Lake Bariloche on a clearer day


Before we leave the volcanic ash we head out for a loop around the lake. The wind has cleared some of the ash away and we can see the Andes towering over the lake and some very impressive houses.

Then we head south on Ruta 258 to Ruta 40 – all paved roads! The weather was closing in so we decided to break out the wets. While we were on the side of the road getting organised two blokes on GS 650s rode by giving us a wave. The scenery is magnificent as we ride through the National Park – Naheul Haupi. The mountain passes have a high wow factor – it is impossible to be ambivalent about the sights we see. There are moments where we pinch ourselves and say ‘we are really in South America!’

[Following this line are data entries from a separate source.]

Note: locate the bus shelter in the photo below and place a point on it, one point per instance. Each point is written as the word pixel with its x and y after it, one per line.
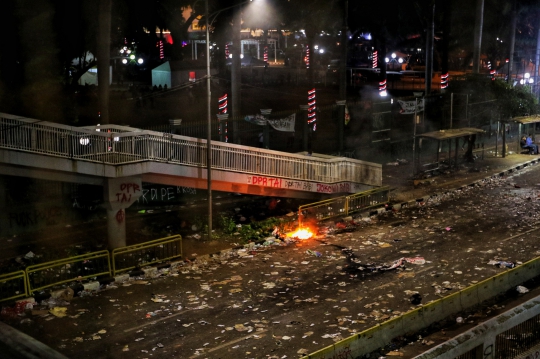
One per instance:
pixel 434 163
pixel 527 125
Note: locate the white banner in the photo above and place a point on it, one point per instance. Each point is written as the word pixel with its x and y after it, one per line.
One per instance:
pixel 408 107
pixel 285 124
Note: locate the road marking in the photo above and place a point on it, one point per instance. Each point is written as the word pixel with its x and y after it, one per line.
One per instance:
pixel 521 234
pixel 227 344
pixel 157 320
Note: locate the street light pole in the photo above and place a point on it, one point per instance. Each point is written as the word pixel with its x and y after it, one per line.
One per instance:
pixel 209 125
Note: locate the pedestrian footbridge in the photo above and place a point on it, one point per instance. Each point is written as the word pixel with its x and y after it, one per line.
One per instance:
pixel 93 155
pixel 121 158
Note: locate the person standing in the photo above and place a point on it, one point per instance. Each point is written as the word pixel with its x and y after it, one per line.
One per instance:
pixel 530 143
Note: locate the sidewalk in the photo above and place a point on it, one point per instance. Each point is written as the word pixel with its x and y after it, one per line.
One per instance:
pixel 400 177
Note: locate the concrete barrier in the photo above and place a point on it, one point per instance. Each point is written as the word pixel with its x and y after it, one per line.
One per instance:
pixel 378 336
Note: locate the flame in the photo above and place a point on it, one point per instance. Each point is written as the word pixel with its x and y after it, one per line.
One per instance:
pixel 301 233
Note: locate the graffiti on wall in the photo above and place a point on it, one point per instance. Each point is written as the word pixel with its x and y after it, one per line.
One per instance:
pixel 33 217
pixel 345 187
pixel 164 194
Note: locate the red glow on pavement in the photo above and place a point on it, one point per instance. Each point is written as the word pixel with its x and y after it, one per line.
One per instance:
pixel 301 233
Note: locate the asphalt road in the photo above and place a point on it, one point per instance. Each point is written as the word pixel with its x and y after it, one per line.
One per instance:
pixel 282 301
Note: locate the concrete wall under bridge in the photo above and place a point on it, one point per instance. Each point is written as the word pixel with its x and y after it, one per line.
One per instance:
pixel 415 320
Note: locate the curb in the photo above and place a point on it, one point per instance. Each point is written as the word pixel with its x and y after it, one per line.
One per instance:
pixel 422 201
pixel 155 271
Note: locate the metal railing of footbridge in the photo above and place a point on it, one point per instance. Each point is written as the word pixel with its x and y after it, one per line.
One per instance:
pixel 117 145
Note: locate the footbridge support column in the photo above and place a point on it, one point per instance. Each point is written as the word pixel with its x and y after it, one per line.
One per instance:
pixel 119 194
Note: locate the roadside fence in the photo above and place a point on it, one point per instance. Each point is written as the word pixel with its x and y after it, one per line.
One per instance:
pixel 127 258
pixel 38 277
pixel 344 205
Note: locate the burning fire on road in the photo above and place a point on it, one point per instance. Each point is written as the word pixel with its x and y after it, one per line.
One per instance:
pixel 301 233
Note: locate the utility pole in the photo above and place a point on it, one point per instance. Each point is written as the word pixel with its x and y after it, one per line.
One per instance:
pixel 236 76
pixel 512 43
pixel 478 35
pixel 429 52
pixel 104 58
pixel 343 76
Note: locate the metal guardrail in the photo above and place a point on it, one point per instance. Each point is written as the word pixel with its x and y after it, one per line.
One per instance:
pixel 127 258
pixel 117 145
pixel 13 286
pixel 49 274
pixel 419 318
pixel 344 205
pixel 40 276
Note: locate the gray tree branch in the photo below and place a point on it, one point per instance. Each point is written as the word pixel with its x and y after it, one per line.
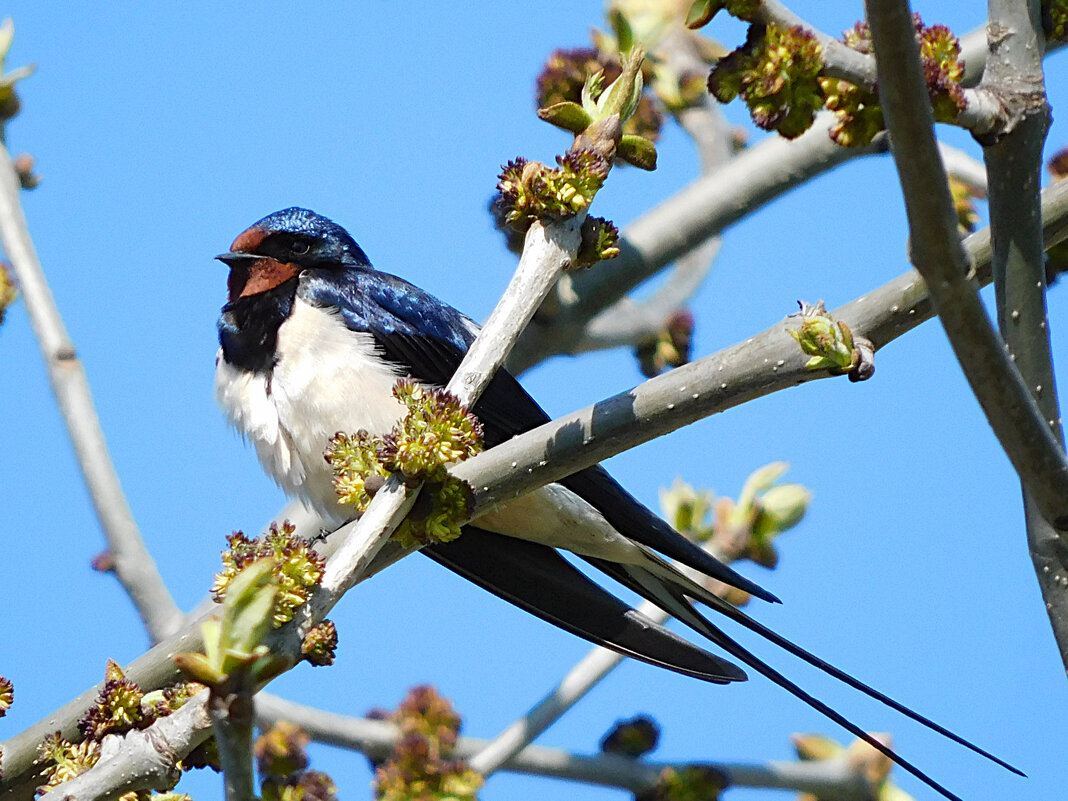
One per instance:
pixel 749 370
pixel 828 779
pixel 1010 409
pixel 134 564
pixel 1014 163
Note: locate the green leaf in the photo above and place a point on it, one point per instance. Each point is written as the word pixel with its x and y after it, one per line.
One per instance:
pixel 638 151
pixel 624 33
pixel 567 115
pixel 701 14
pixel 249 607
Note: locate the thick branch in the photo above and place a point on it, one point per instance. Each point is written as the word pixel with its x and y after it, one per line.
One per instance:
pixel 548 252
pixel 1015 71
pixel 829 779
pixel 1011 411
pixel 762 364
pixel 134 564
pixel 141 759
pixel 515 467
pixel 682 222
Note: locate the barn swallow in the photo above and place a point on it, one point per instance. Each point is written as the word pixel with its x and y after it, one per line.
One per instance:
pixel 312 341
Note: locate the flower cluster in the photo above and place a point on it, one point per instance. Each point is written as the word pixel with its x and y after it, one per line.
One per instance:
pixel 9 292
pixel 282 763
pixel 358 471
pixel 670 348
pixel 776 74
pixel 600 239
pixel 319 644
pixel 828 342
pixel 743 529
pixel 564 76
pixel 422 766
pixel 436 432
pixel 120 707
pixel 297 567
pixel 529 190
pixel 963 203
pixel 62 760
pixel 633 738
pixel 687 783
pixel 857 110
pixel 6 695
pixel 861 757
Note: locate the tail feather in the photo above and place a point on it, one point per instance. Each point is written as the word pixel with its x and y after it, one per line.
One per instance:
pixel 649 586
pixel 679 585
pixel 537 579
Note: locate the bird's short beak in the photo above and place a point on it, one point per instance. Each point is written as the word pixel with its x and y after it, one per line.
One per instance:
pixel 236 256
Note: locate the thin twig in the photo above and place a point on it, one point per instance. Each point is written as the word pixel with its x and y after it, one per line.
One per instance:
pixel 882 315
pixel 141 759
pixel 690 217
pixel 551 250
pixel 587 673
pixel 231 713
pixel 968 170
pixel 134 564
pixel 1015 72
pixel 827 779
pixel 1009 407
pixel 762 364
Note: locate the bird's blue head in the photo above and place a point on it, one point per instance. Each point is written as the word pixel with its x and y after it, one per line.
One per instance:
pixel 277 248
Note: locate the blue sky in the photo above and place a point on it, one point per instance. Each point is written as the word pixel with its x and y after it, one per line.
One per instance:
pixel 161 132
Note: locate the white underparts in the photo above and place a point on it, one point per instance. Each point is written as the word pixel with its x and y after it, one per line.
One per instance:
pixel 328 378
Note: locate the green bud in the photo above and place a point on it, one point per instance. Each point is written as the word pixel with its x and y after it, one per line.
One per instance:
pixel 624 33
pixel 814 747
pixel 829 343
pixel 638 151
pixel 623 96
pixel 701 13
pixel 780 508
pixel 567 115
pixel 6 695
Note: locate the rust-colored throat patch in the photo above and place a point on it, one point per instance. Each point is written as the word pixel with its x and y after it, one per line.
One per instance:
pixel 253 277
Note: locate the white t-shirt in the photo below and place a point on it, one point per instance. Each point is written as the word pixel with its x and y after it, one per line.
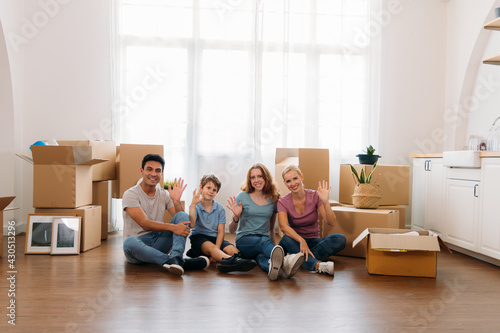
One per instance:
pixel 154 207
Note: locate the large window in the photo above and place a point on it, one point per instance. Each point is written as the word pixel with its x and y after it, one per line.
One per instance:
pixel 222 83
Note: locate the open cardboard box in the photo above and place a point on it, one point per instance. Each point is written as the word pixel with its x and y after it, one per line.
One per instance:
pixel 4 202
pixel 393 181
pixel 128 164
pixel 314 164
pixel 390 252
pixel 105 150
pixel 352 221
pixel 62 175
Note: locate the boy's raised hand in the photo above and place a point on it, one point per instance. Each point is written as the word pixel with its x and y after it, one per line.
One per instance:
pixel 176 191
pixel 234 207
pixel 196 197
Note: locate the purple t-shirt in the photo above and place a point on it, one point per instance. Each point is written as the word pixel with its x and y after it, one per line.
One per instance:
pixel 306 224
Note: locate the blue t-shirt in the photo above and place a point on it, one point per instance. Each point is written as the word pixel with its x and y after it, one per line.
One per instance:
pixel 254 219
pixel 207 223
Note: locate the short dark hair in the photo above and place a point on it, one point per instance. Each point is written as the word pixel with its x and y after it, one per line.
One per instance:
pixel 210 178
pixel 153 157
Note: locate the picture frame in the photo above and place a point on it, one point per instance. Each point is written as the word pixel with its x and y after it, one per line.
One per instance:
pixel 66 235
pixel 39 233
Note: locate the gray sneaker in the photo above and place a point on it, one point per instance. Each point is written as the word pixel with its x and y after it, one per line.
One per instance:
pixel 292 263
pixel 275 262
pixel 325 268
pixel 172 265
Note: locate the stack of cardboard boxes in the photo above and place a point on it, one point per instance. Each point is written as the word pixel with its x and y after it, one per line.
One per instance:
pixel 80 177
pixel 63 179
pixel 394 184
pixel 4 202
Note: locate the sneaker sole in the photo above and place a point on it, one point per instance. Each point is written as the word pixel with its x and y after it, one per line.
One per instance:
pixel 296 267
pixel 245 267
pixel 277 256
pixel 174 269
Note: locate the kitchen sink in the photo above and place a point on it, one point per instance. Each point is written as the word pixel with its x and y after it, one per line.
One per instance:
pixel 462 159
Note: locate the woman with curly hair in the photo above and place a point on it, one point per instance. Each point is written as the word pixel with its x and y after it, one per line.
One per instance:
pixel 254 217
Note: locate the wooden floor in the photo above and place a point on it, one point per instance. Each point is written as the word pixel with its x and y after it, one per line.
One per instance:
pixel 98 291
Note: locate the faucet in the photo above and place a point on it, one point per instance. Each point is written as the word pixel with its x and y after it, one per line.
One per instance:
pixel 495 121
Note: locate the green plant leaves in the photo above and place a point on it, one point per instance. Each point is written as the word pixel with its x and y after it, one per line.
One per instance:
pixel 362 178
pixel 370 150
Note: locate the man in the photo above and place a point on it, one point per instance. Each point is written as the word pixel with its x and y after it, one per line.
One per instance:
pixel 146 238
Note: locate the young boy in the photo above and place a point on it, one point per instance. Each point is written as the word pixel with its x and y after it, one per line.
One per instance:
pixel 208 219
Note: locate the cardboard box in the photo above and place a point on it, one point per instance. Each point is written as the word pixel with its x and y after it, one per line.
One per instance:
pixel 62 175
pixel 102 194
pixel 4 202
pixel 314 164
pixel 100 150
pixel 91 224
pixel 128 164
pixel 352 221
pixel 394 181
pixel 400 209
pixel 390 254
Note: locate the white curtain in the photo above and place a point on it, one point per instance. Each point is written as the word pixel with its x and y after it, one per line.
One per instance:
pixel 223 83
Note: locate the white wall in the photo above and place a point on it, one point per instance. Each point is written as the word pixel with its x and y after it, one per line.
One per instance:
pixel 412 86
pixel 10 15
pixel 61 71
pixel 62 87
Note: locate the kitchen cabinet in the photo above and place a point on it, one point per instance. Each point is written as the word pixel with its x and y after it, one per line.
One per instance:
pixel 427 194
pixel 462 207
pixel 489 231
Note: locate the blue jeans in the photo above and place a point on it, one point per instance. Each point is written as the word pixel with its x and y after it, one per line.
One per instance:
pixel 256 247
pixel 322 248
pixel 156 247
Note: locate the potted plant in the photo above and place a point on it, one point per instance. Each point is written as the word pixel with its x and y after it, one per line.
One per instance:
pixel 369 157
pixel 366 194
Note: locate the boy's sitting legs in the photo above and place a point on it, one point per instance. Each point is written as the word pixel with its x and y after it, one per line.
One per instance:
pixel 227 258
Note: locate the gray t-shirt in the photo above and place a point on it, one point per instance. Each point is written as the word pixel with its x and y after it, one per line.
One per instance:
pixel 154 207
pixel 254 219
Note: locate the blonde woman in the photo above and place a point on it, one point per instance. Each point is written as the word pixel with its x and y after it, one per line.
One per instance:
pixel 298 213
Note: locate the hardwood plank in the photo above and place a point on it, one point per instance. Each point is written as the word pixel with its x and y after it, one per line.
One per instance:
pixel 98 291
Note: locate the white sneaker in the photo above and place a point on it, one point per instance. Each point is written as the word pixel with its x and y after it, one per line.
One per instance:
pixel 325 268
pixel 275 262
pixel 292 263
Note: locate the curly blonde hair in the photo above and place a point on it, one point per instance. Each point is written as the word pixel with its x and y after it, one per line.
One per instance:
pixel 270 187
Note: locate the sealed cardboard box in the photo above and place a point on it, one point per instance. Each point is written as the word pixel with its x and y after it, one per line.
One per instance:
pixel 400 209
pixel 314 164
pixel 100 150
pixel 394 182
pixel 102 194
pixel 128 164
pixel 91 224
pixel 4 202
pixel 62 175
pixel 396 252
pixel 352 221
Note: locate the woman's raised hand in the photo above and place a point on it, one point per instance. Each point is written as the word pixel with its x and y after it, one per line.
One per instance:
pixel 323 191
pixel 234 207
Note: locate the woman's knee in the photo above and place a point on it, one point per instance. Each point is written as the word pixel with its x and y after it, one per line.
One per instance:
pixel 130 241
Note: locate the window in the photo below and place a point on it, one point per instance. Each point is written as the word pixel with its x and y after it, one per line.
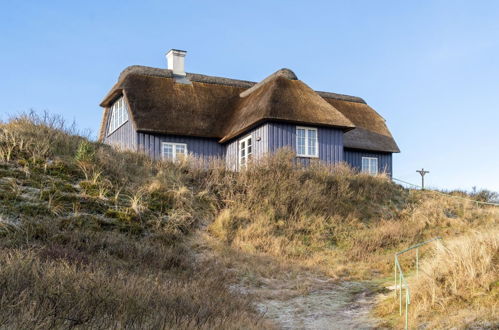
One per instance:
pixel 306 142
pixel 245 151
pixel 173 151
pixel 118 115
pixel 370 165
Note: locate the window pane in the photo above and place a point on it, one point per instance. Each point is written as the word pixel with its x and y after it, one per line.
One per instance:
pixel 180 149
pixel 374 165
pixel 312 140
pixel 365 165
pixel 249 146
pixel 168 151
pixel 300 141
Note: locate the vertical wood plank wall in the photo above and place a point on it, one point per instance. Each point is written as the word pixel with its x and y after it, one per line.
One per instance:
pixel 259 138
pixel 354 158
pixel 124 136
pixel 266 138
pixel 330 141
pixel 197 147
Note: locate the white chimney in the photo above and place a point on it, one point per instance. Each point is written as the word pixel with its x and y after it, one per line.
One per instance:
pixel 176 61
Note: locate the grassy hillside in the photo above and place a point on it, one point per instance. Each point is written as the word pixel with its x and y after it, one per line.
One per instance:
pixel 94 237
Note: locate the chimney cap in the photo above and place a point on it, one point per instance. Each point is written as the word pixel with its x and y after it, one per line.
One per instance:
pixel 177 52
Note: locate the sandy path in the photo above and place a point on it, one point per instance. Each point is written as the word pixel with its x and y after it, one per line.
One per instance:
pixel 344 305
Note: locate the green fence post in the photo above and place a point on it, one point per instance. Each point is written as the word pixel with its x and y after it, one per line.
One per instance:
pixel 400 303
pixel 406 308
pixel 417 262
pixel 395 271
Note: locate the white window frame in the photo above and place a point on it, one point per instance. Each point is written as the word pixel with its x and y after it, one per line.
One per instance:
pixel 372 165
pixel 118 115
pixel 307 152
pixel 174 150
pixel 243 159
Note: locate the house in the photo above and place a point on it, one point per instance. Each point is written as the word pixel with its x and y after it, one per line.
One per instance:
pixel 168 112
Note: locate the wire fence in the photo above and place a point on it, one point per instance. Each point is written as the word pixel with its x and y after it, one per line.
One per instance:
pixel 402 280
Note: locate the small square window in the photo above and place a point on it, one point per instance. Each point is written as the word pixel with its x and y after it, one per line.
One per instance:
pixel 173 151
pixel 245 150
pixel 306 142
pixel 370 165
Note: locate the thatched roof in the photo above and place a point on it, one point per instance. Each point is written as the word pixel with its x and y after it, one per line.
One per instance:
pixel 222 108
pixel 371 132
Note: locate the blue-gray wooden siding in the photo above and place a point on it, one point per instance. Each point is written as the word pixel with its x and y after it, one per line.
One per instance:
pixel 353 157
pixel 197 147
pixel 279 135
pixel 124 136
pixel 330 141
pixel 259 140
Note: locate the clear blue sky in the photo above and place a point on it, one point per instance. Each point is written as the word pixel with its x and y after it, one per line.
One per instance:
pixel 431 68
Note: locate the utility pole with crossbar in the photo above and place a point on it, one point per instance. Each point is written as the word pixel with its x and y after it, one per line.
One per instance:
pixel 423 173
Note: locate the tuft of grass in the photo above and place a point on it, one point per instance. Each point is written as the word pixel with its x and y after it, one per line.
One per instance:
pixel 458 283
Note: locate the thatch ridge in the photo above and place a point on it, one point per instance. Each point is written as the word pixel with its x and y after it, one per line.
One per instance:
pixel 286 73
pixel 282 99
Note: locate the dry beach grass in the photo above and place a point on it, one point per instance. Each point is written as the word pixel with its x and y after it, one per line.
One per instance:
pixel 100 238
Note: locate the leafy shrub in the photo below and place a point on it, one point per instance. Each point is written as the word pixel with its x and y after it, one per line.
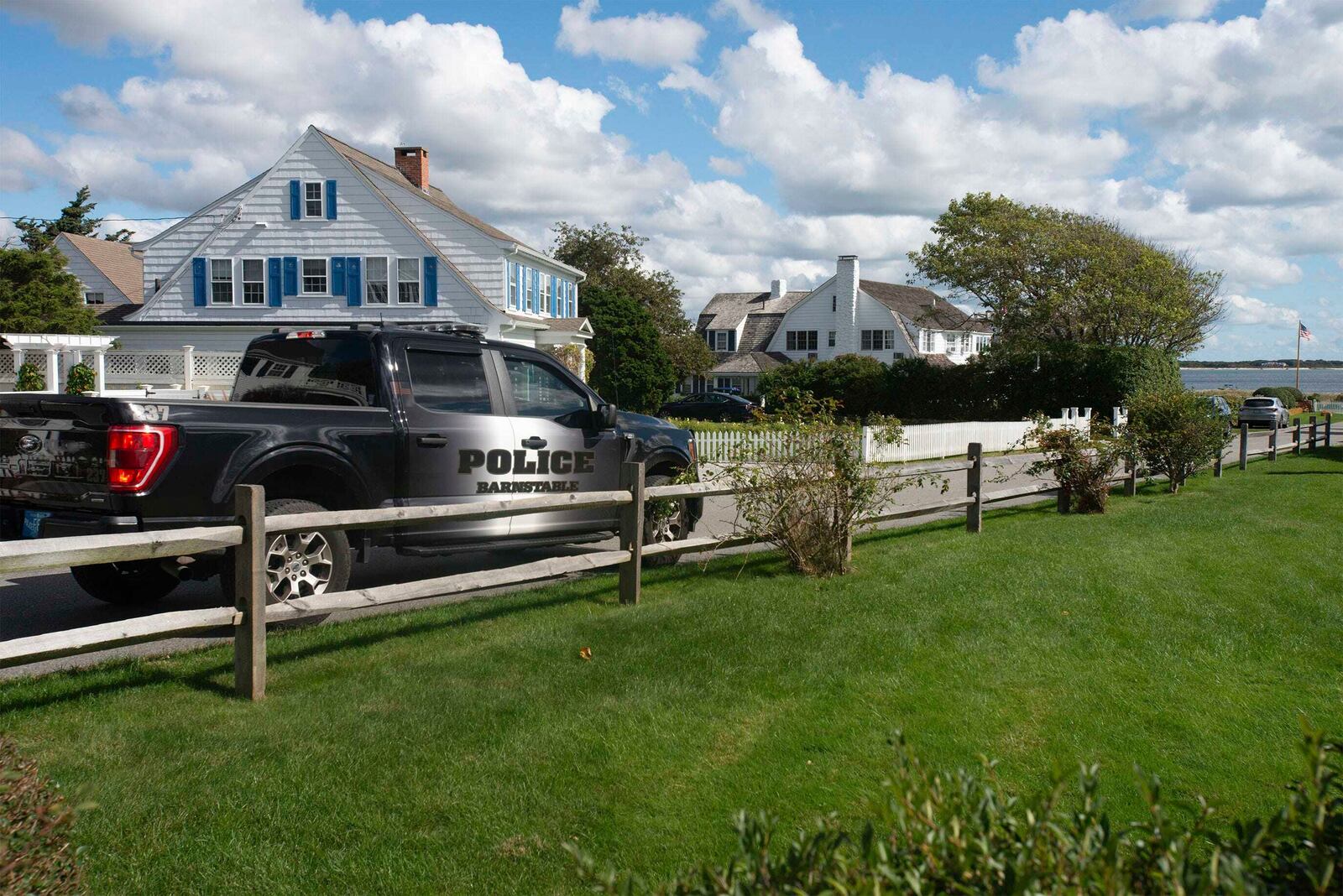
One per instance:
pixel 1174 432
pixel 964 833
pixel 29 378
pixel 1289 396
pixel 1081 461
pixel 35 851
pixel 80 380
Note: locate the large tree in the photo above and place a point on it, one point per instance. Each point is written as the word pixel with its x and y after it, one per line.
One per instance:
pixel 631 369
pixel 38 295
pixel 1049 275
pixel 76 217
pixel 614 260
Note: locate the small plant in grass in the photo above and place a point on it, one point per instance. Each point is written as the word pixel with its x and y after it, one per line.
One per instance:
pixel 35 851
pixel 80 380
pixel 812 491
pixel 1081 461
pixel 1174 432
pixel 29 378
pixel 933 832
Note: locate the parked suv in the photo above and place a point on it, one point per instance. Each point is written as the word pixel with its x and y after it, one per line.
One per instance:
pixel 332 420
pixel 1262 411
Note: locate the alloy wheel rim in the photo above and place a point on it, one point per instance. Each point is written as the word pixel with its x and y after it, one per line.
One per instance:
pixel 299 565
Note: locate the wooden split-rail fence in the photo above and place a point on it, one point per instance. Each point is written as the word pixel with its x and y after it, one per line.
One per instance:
pixel 248 535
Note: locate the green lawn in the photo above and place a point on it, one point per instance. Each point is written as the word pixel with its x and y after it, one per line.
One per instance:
pixel 454 750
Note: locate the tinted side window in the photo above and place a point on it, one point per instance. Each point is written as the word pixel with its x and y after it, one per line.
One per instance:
pixel 541 392
pixel 311 372
pixel 447 381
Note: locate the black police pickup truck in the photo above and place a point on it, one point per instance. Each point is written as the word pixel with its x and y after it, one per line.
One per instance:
pixel 331 420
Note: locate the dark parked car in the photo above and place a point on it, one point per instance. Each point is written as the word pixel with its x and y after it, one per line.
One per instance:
pixel 332 420
pixel 709 405
pixel 1262 411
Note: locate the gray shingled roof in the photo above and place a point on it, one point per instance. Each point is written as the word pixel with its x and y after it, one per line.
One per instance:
pixel 725 310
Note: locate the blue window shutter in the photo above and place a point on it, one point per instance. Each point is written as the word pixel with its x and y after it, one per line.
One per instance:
pixel 431 280
pixel 198 282
pixel 353 284
pixel 339 275
pixel 274 284
pixel 290 275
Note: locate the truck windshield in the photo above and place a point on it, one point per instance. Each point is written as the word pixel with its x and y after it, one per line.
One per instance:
pixel 322 371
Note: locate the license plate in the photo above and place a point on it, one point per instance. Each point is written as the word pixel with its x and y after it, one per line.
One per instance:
pixel 33 522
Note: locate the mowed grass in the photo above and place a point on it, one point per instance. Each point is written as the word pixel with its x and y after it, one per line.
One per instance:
pixel 456 748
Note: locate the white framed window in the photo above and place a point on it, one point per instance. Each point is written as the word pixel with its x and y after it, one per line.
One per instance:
pixel 877 340
pixel 313 199
pixel 313 278
pixel 221 280
pixel 375 279
pixel 407 280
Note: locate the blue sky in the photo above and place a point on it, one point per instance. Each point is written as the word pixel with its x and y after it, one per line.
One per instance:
pixel 745 140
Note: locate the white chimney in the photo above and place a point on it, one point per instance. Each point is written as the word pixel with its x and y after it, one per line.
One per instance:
pixel 846 305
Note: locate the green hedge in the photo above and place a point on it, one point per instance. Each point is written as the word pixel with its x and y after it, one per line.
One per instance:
pixel 998 385
pixel 933 832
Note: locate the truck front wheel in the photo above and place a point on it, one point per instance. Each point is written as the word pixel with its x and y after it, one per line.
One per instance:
pixel 132 584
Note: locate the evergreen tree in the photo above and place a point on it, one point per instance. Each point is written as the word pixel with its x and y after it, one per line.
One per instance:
pixel 38 295
pixel 631 369
pixel 76 217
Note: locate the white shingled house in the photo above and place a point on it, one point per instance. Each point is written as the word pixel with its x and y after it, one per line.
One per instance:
pixel 329 235
pixel 755 331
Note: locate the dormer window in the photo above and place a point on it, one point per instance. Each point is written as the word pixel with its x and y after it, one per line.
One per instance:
pixel 313 201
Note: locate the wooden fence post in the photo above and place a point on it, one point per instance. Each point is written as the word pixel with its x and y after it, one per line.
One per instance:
pixel 974 487
pixel 250 593
pixel 631 530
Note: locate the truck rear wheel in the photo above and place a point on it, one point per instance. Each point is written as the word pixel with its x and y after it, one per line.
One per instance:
pixel 666 519
pixel 132 584
pixel 300 564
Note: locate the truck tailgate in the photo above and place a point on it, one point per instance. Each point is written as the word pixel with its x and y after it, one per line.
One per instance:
pixel 54 452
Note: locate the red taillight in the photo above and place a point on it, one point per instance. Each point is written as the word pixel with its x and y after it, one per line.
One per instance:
pixel 136 455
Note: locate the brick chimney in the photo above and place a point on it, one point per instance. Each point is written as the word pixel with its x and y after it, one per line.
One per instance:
pixel 413 161
pixel 846 304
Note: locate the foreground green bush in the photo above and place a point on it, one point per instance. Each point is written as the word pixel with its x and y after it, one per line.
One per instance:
pixel 960 833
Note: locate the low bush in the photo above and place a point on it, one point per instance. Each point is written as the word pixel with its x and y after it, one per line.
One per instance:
pixel 1174 432
pixel 962 833
pixel 1289 396
pixel 35 851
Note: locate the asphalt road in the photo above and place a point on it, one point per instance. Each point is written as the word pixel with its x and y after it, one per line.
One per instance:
pixel 50 602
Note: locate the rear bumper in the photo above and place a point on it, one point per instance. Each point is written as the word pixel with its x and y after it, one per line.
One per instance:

The ride to Esquel is uneventful – just more wind. We are getting used to it and Brian refers to it is ‘my friend the wind’. It’s no friend of mine. Riding in these blustering gales is difficult. We tuck in and plough on – at least the road is paved.

A breakfast of sweet treats at Esquel



At Esquel we find a hosteria for the night. There are two amazing things about Hosteria Angelina. One is the owner, Carlos, who is full of knowledge about the area on both sides of the border, and the breakfast. Sweet treats are the order of the day in South America. No bacon and eggs here. We avoid them as a rule but can’t resist the apple tart with crème brulee here!





Brian chats to Tim and Klaus


We decide to head over the Andes again – this time on the dirt crossing at Futaleufu. We meet the two 650 riders at the border – they are Germans Tim and Klaus – father and son doing a road trip together. The road was recommended to us by Uli and we have been told the gravel is pretty good. It’s another hard and dusty ride. The mountain passes are breathtaking and the ‘wow’ factor is high. We cross a massive river and meet up with Tim and Klaus again at a photo opportunity.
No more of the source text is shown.